Using theFARM_FINGERPRINT
function, we’ll insert data into theTransactions
table with a generatedShardID
.
CREATE TABLE Transactions (
ShardID INT64 NOT NULL,
TransactionID INT64 NOT NULL,
UserID INT64 NOT NULL,
Timestamp TIMESTAMP NOT NULL,
Amount FLOAT64
) PRIMARY KEY (ShardID, TransactionID);
INSERT INTO Transactions (ShardID, TransactionID, UserID, Timestamp, Amount)

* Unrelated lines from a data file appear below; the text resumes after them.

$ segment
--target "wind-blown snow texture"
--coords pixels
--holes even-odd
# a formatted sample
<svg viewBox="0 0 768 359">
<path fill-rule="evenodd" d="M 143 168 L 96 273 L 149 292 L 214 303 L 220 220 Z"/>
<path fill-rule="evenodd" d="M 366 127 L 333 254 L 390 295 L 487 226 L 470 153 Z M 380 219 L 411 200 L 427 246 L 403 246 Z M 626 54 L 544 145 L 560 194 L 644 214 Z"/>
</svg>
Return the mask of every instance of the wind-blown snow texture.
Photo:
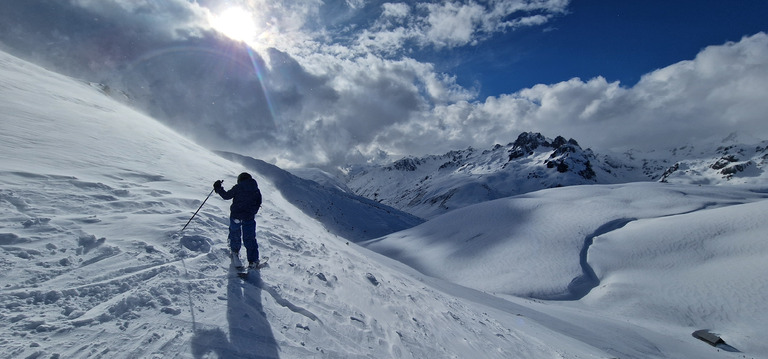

VALUES (MOD(FARM_FINGERPRINT(CAST(123 AS STRING)), 10), 1, 123, '2024-06-13T12:34:56Z', 100.0);
Google cloud sql example
CREATE TABLE UserAccessLog (
ShardId INT64 NOT NULL
AS (MOD(FARM_FINGERPRINT(CAST(LastAccess AS STRING)), 2048)) STORED,
LastAccess TIMESTAMP NOT NULL,
UserId INT64 NOT NULL,
) PRIMARY KEY (ShardId, LastAccess, UserId);
2. Improved Schema with Hashing
- Hash the user ID to create a more even distribution:
- Use a function to hash
UserID
before inserting it into the table.
CREATE TABLE Transactions (
HashedUserID STRING(64) NOT NULL,
TransactionID INT64 NOT NULL,
UserID INT64 NOT NULL,
Timestamp TIMESTAMP NOT NULL,
Amount FLOAT64
) PRIMARY KEY (HashedUserID, TransactionID);
Conclusion
By understanding the causes of hot spotting and implementing strategies to distribute load more evenly across your database, you can significantly improve the performance and scalability of your Cloud Spanner instances. Regular monitoring and proactive schema design are key to avoiding hot spots and ensuring efficient operation.